After three straight months of negative growth, home prices around Seattle are on the upswing again.
Prices in King, Pierce and Snohomish counties rose by 0.7% since last year, according to the latest S&P CoreLogic Case-Shiller Home Price Index.
That growth can be attributed to Seattle’s southern neighbors.
In other words: It’s all about Tacoma, where homes are flying off the market.
Seasonal fluctuations aside, home prices in King and Snohomish counties have more or less leveled off in the past year. Only Pierce County continues to post high price increases, according to home-sales data from the Northwest Multiple Listing Service (NWMLS), which is more granular than Case-Shiller.

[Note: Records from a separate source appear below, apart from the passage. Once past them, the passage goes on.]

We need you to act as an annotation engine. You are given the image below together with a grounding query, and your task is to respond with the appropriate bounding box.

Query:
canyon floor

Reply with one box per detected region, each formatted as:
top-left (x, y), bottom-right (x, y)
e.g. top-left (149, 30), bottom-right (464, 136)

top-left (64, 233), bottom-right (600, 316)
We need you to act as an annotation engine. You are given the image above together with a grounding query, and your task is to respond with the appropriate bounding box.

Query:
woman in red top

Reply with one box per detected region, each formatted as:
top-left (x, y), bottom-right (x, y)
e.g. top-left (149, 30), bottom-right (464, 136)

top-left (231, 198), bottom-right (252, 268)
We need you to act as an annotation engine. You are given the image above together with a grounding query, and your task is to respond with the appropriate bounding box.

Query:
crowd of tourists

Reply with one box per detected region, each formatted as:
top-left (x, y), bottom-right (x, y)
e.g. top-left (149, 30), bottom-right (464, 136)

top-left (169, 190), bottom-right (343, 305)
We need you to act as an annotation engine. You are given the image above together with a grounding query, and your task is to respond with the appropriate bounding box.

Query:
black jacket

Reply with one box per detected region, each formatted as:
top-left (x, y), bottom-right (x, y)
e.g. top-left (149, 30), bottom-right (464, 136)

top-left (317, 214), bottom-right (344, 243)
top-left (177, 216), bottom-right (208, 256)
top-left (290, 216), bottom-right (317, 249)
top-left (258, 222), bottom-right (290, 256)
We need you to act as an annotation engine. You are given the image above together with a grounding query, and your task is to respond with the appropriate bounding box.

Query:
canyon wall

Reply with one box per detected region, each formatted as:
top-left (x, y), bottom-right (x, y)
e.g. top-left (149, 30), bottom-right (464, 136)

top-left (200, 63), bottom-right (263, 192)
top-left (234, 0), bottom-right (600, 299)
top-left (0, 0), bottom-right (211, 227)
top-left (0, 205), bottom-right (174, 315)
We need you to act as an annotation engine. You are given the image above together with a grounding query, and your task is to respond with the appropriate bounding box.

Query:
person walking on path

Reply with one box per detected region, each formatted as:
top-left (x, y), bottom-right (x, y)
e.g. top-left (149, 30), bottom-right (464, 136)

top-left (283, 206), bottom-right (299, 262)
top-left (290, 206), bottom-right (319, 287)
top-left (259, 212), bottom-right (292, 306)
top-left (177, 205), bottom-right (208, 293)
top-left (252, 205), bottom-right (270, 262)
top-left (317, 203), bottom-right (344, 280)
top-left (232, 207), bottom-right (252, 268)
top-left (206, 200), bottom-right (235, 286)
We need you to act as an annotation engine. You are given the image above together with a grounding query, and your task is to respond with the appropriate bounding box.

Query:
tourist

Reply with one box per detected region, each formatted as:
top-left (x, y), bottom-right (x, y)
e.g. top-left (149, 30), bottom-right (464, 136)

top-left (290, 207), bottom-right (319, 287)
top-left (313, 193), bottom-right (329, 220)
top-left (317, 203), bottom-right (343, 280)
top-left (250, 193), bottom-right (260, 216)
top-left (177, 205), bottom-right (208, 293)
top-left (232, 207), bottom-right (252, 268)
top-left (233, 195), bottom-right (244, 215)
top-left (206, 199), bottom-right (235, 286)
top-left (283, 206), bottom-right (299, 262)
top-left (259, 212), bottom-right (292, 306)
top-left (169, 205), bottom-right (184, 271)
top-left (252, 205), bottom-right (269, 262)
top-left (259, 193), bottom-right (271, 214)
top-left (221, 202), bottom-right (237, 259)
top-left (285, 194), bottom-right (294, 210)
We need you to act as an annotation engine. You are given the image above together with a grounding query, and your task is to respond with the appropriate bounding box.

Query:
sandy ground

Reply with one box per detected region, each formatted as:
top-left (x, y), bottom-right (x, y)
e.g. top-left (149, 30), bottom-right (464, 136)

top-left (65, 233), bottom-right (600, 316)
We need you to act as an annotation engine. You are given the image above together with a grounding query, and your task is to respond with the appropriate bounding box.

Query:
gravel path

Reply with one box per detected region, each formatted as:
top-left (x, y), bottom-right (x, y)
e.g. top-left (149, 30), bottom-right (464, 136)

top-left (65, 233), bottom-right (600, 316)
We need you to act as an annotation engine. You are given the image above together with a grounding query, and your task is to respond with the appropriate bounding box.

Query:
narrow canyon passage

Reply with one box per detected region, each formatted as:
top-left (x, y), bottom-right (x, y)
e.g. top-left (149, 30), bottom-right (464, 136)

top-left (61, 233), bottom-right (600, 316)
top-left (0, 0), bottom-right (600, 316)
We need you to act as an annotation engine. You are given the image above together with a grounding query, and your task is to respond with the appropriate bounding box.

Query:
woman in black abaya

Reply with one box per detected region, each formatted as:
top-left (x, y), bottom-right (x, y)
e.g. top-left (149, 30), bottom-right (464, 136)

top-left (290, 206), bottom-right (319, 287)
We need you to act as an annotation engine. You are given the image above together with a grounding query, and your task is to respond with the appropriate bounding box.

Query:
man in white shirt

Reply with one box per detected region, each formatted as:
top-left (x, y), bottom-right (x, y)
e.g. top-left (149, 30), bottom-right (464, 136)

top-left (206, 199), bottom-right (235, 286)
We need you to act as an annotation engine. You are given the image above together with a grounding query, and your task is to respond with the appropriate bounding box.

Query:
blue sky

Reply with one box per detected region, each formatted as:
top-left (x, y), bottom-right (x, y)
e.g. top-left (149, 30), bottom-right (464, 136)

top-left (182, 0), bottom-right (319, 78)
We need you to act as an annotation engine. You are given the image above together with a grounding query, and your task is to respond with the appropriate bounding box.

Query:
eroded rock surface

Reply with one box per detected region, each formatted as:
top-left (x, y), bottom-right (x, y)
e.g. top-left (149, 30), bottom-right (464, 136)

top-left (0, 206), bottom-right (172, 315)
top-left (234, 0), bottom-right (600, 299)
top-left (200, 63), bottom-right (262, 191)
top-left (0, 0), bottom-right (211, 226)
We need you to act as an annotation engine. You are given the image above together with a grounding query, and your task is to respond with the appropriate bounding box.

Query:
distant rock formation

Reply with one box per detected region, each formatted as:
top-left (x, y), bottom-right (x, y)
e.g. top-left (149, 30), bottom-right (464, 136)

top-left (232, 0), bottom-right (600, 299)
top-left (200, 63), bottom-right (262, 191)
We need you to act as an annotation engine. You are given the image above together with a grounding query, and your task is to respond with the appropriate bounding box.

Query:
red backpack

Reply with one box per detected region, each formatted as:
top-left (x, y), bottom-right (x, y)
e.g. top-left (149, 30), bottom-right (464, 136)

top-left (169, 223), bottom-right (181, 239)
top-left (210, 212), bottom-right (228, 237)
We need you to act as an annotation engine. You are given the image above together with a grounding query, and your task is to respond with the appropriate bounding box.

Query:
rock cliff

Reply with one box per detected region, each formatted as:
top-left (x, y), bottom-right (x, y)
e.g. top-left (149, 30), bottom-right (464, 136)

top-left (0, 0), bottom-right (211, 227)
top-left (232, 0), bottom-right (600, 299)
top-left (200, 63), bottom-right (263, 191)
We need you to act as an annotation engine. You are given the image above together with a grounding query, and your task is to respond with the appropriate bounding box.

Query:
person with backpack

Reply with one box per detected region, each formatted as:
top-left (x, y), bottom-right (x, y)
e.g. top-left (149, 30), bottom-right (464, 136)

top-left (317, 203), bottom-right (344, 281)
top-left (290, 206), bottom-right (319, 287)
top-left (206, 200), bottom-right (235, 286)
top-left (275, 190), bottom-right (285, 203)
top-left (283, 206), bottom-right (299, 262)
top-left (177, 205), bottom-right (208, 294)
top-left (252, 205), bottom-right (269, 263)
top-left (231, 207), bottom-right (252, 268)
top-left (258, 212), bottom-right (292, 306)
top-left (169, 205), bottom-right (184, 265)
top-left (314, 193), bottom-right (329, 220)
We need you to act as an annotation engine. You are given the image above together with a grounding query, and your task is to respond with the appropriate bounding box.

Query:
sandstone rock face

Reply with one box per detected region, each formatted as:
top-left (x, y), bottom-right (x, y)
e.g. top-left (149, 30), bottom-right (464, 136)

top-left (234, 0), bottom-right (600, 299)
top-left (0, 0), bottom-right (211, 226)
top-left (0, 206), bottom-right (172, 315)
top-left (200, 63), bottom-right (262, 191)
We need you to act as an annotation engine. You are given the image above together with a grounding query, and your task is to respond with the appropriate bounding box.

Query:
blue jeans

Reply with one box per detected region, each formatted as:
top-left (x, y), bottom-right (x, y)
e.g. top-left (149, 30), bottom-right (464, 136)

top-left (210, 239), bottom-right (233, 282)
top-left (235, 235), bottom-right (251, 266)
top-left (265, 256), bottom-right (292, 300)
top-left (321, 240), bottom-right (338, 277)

The Case-Shiller index is based on a rolling average of home prices in all three counties.
And homes selling for less than roughly $420,000 saw the strongest increases in price over last year, 0.5%, compared to more expensive homes, Case-Shiller data shows. Most of the homes in Pierce County, where prices are around $384,500, fall into that category.
Meanwhile, prices on homes selling for more than $420,000 stayed largely the same since last year. That price point includes most of the homes in King and Snohomish counties, according to the NWMLS.
Nationally, home prices saw a 0.3% month-over-month bump. Phoenix posted the strongest home price gains among major metropolitan areas, with a 6.3% increase over last year.
“However, a shift in regional leadership may be underway beneath the headline national index,” said S&P Managing Director Philip Murphy, from cities in the Southwest to those in the Southeast. After Phoenix, the next three cities with the strongest growth are all in the Southeast: Charlotte, Tampa and Atlanta.
And surprisingly, Las Vegas, the city that last year knocked Seattle out of its nearly-two-year streak of posting the highest home-price gains, didn’t make an appearance this month in the ranks of the top three cities with the fastest-increasing prices. Las Vegas, which posted a 0.2% decline in home prices from last month, was dethroned as the nation’s hottest housing market in August.